Step 1 — Calculate regular pay: 40 hours × $18.00 = $720.00
Step 2 — Calculate the overtime hourly rate: $18.00 × 1.5 = $27.00 per hour
Step 3 — Calculate overtime pay: 10 hours × $27.00 = $270.00
Step 4 — Calculate total gross pay: $720.00 + $270.00 = $990.00
By working 10 overtime hours, the worker earned an additional $270.00 beyond their standard weekly wage — a 37.5% boost to their gross pay for that week. Note that this is gross pay before any federal, state, or local income tax withholding, Social Security contributions, Medicare deductions, or benefits deductions are applied.
Limitations & notes
This calculator computes gross overtime pay only and does not account for income tax withholding, Social Security and Medicare (FICA) deductions, state or local payroll taxes, health insurance premiums, retirement contributions, or other payroll deductions. The actual take-home pay will be lower. Additionally, overtime eligibility depends on worker classification — in the U.S., only non-exempt employees under the FLSA are entitled to overtime pay; salaried exempt employees typically are not. Some jurisdictions calculate overtime on a daily basis rather than a weekly one (e.g., California requires OT after 8 hours in a single day). This tool assumes a simple weekly overtime threshold and a single flat hourly rate, so it may not accurately reflect complex pay structures involving shift differentials, piece-rate pay, commissions, bonuses included in the regular rate of pay, or multiple jobs with different rates. Always verify overtime entitlements with your employer's HR department or a licensed employment attorney.
Frequently asked questions
What is the standard overtime pay rate in the United States?
Under the Fair Labor Standards Act (FLSA), non-exempt employees must receive at least 1.5 times their regular hourly rate for all hours worked beyond 40 in a single workweek. This is commonly called 'time and a half.' Some states and employers offer higher rates, but 1.5× is the federal minimum.
Do all employees qualify for overtime pay?
No. Under the FLSA, overtime rules apply to non-exempt employees. Salaried employees earning above a certain threshold (currently $684 per week as of 2025) and classified as executive, administrative, or professional may be exempt. Independent contractors are also generally not covered by FLSA overtime rules.

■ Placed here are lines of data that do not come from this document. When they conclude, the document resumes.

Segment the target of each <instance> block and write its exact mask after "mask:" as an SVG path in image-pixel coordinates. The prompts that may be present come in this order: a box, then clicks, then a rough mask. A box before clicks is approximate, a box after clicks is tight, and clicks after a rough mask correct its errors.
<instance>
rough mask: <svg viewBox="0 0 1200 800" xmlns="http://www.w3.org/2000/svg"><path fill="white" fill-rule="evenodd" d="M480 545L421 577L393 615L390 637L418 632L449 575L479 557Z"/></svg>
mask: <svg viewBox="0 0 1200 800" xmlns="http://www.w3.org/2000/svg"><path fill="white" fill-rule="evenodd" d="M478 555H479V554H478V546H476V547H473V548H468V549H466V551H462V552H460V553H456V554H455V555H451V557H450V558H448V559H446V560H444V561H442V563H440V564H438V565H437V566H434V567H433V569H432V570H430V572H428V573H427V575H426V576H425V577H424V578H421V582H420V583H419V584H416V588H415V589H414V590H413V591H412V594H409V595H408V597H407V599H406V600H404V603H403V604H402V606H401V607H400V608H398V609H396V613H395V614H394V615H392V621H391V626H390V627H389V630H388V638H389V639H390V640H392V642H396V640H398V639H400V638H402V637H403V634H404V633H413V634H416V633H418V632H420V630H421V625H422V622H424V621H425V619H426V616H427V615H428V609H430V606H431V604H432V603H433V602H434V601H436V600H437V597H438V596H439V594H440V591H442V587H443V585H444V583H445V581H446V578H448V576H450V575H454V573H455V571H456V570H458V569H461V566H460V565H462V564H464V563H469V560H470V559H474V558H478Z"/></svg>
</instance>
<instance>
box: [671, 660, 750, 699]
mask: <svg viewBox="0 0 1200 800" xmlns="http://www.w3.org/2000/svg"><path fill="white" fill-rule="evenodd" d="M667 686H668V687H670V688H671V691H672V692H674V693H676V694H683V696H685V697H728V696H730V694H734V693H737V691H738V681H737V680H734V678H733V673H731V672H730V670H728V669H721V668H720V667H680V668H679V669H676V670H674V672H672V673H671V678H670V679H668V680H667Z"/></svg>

What is the difference between time-and-a-half and double time?
Time-and-a-half means you earn 1.5 times your regular hourly rate for overtime hours — so if you earn $20/hr normally, you earn $30/hr in overtime. Double time means you earn exactly twice your regular rate ($40/hr in this example). Double time is common for holidays, Sundays in some contracts, or hours exceeding 12 in a single workday under California law.
Is overtime pay calculated before or after taxes?
The overtime pay amounts shown in this calculator are gross figures — calculated before any tax withholding or deductions. Your actual net (take-home) overtime pay will be lower after federal and state income taxes, FICA (Social Security and Medicare), and any other payroll deductions are applied.
Can my employer refuse to pay overtime even if I worked extra hours?
If you are a non-exempt employee under the FLSA, your employer is legally required to pay overtime for hours worked beyond 40 in a workweek, even if they did not pre-authorize the overtime. However, your employer may discipline you for working unauthorized overtime. If you believe you are owed unpaid overtime, you can file a complaint with the U.S. Department of Labor's Wage and Hour Division.
Last updated: 2025-01-15 · Formula verified against primary sources.